In the age of Foundation Models, control over your data is key and building pipelines
for large-scale data processing is costly, especially when they require advanced
machine learning-based operations. This need not be the case, however, if processing
components would be reusable and exchangeable and pipelines were easily composable.
Realizing this is the main vision behind Fondant.

<p align="right">(<a href="#top">back to top</a>)</p>

## 💨 Getting Started

Anxious to get started? Here's is a [step by step guide](https://fondant.readthedocs.io/en/latest/getting_started) to get your first pipeline up and running.

## 🪄 Example pipelines

Curious to see what Fondant can do? Have a look at our example pipelines:

### Filtering creative commons image dataset

We have published an [image dataset containing 25 million images](https://huggingface.co/datasets/fondant-ai/fondant-cc-25m).
As a result, we have provided a [sample pipeline](https://github.com/ml6team/fondant/tree/main/examples/pipelines/filter-cc-25m) that
demonstrates the download and filtering of these images. In the pipeline folder,
you will find detailed instructions on how to execute the pipeline and explore the images.

### Fine-tuning ControlNet

Our
[example pipeline to generate data for ControlNet fine-tuning](https://github.com/ml6team/fondant/tree/main/examples/pipelines/controlnet-interior-design)
allows you to create models that you can control using inpainting, segmentation, and
regeneration. All you need to get started is a set of prompts describing the type of images to
generate.

For instance, using our ControlNet model fine-tuned on interior design images, allows you to
generate the room of your dreams:

| Input image                                                                                                          | Output image                                                                                                           |
| -------------------------------------------------------------------------------------------------------------------- | ---------------------------------------------------------------------------------------------------------------------- |
| ![input image](https://github.com/ml6team/fondant/blob/main/docs/art/interior_design_controlnet_input1.png?raw=true) | ![output image](https://github.com/ml6team/fondant/blob/main/docs/art/interior_design_controlnet_output1.jpg?raw=true) |

Want to try out the resulting model yourself, head over to our
[Hugging Face space](https://huggingface.co/spaces/ml6team/controlnet-interior-design)!

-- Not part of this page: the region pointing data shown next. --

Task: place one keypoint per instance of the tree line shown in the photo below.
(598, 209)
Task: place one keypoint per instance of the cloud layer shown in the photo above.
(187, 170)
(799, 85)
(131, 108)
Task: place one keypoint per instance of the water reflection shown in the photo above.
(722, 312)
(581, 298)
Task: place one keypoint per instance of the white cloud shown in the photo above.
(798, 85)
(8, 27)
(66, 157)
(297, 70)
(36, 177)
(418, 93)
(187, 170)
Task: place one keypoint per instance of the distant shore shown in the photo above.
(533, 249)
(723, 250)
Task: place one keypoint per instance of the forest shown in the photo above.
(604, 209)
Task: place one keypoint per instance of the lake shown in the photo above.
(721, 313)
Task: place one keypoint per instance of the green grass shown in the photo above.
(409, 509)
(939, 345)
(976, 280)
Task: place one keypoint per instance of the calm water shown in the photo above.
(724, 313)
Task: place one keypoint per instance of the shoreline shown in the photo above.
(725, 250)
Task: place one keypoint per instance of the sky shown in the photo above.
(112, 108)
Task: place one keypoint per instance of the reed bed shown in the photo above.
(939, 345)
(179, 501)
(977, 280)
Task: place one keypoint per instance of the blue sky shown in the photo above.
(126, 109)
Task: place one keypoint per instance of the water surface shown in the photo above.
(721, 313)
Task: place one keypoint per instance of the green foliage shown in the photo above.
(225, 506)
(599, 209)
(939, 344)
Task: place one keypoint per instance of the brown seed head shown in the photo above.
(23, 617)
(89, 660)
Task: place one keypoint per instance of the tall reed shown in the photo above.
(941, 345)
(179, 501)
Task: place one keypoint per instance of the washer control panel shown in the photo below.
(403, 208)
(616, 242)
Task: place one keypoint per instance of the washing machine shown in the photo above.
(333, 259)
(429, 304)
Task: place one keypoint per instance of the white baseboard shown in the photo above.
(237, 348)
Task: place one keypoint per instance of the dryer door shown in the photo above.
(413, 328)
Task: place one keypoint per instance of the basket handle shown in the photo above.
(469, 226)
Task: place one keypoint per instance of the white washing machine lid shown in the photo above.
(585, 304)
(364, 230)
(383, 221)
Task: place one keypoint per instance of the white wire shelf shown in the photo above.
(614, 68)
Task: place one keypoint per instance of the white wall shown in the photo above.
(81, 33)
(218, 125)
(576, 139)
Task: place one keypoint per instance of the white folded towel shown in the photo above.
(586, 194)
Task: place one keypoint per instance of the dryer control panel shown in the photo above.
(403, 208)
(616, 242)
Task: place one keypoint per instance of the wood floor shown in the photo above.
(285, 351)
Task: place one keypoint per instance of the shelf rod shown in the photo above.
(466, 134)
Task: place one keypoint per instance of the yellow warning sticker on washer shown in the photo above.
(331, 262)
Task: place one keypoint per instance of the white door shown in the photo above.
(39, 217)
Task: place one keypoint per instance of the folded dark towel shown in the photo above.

### Fine-tuning Stable Diffusion

Using our
[example pipeline to fine-tune Stable Diffusion](https://github.com/ml6team/fondant/tree/main/examples/pipelines/finetune_stable_diffusion)
allows you to create models that generate better images within a specific domain. All you need to
get started is a small seed dataset of example images.

Eg. generating logos:

| Stable Diffusion 1.5                                                                                     | Fine-tuned Stable Diffusion 1.5                                                                     |
| -------------------------------------------------------------------------------------------------------- | --------------------------------------------------------------------------------------------------- |
| ![input image](https://github.com/ml6team/fondant/blob/main/docs/art/logo_stable_diffusion.jpg?raw=true) | ![output image](https://github.com/ml6team/fondant/blob/main/docs/art/logo_finetuned.jpeg?raw=true) |

### Training Starcoder

Using our [example pipeline to train StarCoder](https://github.com/ml6team/fondant/tree/main/examples/pipelines/starcoder) provides a starting
point to create datasets for training code assistants.

<p align="right">(<a href="#top">back to top</a>)</p>

## 🧩 Reusable components

Fondant comes with a library of reusable components, which can jumpstart your pipeline.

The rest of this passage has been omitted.